# [RESOLVED] How Do I Change The Installation Location Without Uninstalling A Game?



## Vanchatron (Jul 18, 2006)

I was just wondering if there was a way I could change the location of an installed game without actually having to uninstall & reinstall it.

I have a game called Oblivion on one hard drive which I purchased from www.direct2drive.com & I wish to move it to my secondary hard drive to free up space on the primary. I don't want to uninstall it though as I'll have to download it again in order to install it on the secondary hard drive.

I figured that if I was to just drag & drop the game folder into the secondary hard drive, when the time comes to uninstall the game it won't be able to find the location of it therefore an uninstallation will not be possible.

Also, the save games are saved in "My Documents" & if I wanted to play a saved game once I dragged & dropped the game folder, it wouldn't be able to find the save game.

Thanks for any help!


----------



## Indoril Nerevar (Jan 7, 2006)

*Re: How Do I Change The Installation Location Without Uninstalling A Game?*

Hi,

Unfortunately, moving the install folder of a game is one of those big "no-no's". _Technically_, if you knew where in the registry the game specified its directory, you could simply move the folder and change the registry entry. However, that is definitely not advised, as you can really mess things up.

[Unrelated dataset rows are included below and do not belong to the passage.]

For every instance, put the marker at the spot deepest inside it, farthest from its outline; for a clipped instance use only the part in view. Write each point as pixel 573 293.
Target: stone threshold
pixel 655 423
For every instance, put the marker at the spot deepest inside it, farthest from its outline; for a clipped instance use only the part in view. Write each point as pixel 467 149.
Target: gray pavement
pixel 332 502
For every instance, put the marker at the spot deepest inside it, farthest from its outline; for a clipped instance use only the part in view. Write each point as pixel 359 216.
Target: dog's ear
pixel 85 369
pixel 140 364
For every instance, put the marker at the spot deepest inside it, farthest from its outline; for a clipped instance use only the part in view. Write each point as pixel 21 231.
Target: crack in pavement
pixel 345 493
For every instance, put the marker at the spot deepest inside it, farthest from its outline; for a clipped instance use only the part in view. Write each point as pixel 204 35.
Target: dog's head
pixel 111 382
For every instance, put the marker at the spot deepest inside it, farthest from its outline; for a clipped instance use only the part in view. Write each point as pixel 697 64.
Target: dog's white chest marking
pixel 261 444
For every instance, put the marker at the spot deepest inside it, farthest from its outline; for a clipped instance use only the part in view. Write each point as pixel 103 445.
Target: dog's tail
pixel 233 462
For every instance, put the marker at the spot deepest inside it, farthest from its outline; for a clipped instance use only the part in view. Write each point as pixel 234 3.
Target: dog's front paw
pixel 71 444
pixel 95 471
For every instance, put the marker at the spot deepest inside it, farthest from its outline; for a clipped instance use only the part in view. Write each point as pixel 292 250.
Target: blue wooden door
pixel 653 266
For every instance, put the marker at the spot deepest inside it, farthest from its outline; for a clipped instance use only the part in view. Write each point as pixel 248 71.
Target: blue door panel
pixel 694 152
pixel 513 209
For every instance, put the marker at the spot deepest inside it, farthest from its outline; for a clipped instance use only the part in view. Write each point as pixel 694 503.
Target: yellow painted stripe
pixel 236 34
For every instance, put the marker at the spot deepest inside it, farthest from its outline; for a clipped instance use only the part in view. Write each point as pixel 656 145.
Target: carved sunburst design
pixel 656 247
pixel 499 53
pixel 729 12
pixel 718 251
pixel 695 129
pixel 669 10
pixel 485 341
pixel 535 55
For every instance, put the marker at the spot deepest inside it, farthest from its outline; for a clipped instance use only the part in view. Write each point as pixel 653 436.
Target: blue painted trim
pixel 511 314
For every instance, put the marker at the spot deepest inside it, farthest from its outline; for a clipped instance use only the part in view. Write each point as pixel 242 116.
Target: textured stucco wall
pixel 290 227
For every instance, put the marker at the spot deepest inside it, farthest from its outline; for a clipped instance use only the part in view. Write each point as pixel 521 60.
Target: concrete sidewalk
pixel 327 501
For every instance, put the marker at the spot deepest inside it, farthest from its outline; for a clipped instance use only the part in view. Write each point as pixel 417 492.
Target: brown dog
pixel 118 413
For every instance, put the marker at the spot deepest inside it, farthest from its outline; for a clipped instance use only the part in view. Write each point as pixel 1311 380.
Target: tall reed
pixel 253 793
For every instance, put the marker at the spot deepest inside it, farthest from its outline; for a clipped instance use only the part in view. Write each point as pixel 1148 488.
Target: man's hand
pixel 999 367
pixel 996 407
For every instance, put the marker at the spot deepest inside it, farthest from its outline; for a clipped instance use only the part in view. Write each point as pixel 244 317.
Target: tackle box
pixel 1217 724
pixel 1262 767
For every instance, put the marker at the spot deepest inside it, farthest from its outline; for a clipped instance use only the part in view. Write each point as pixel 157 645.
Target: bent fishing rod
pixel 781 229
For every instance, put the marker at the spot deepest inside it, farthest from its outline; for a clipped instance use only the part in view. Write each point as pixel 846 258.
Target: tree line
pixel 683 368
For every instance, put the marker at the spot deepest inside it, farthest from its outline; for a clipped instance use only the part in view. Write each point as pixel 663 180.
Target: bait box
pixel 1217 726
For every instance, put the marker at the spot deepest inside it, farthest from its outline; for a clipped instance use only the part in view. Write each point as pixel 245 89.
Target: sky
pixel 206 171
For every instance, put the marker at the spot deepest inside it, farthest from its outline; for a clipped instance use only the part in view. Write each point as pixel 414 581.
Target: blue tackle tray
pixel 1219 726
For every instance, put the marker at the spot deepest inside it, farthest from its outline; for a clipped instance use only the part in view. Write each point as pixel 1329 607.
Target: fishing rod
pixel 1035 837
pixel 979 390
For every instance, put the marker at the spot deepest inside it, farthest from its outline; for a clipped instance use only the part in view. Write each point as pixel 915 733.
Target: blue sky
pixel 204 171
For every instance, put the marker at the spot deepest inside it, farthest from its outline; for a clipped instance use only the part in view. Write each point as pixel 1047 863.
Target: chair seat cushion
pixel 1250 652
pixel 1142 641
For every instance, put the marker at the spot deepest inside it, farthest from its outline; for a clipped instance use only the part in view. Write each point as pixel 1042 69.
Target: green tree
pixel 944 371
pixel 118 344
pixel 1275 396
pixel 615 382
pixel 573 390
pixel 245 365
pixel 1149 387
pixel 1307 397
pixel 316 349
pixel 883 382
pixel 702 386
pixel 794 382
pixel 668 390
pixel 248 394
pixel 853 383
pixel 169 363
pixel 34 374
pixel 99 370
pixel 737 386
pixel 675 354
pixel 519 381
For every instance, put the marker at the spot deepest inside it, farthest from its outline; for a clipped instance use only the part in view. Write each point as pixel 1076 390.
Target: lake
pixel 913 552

When you downloaded the game, did it download an installation file or folder? (I haven't used Direct 2 Drive, so forgive my ignorance of how they work.) As far as I know, you should be able to reuse whatever you downloaded to install the game the first time - if you still have it. If you don't still have it, then I don't think there's any other way than downloading it again, or buying it from a store.

Unfortunately, you can't just move the game folder, as this causes various problems (depending on the game in question). Usually, they simply refuse to run. Sometimes you'll get away with it, and it'll work, but like editing the registry, it's not advised.

Basically, the big question is: do you still have the contents you downloaded from Direct 2 Drive?


----------



## Vanchatron (Jul 18, 2006)

*Re: How Do I Change The Installation Location Without Uninstalling A Game?*

Unfortunately no I don't but I contacted a staff member from Bethesda Softworks & they told me that Oblivion is one of very few games that is actually very versatile & can be moved to other locations without a problem.

He told me that Oblivion only has 1 registry entry that pinpoints it's location and whenever you move Oblivion the registry gets replaced with it's new location as soon as you run the exe.

Thanks for your help though!


----------



## Indoril Nerevar (Jan 7, 2006)

*Re: How Do I Change The Installation Location Without Uninstalling A Game?*

Interesting. Thanks for letting us know that. I always knew the guys at Bethesda were brilliant. :grin:


----------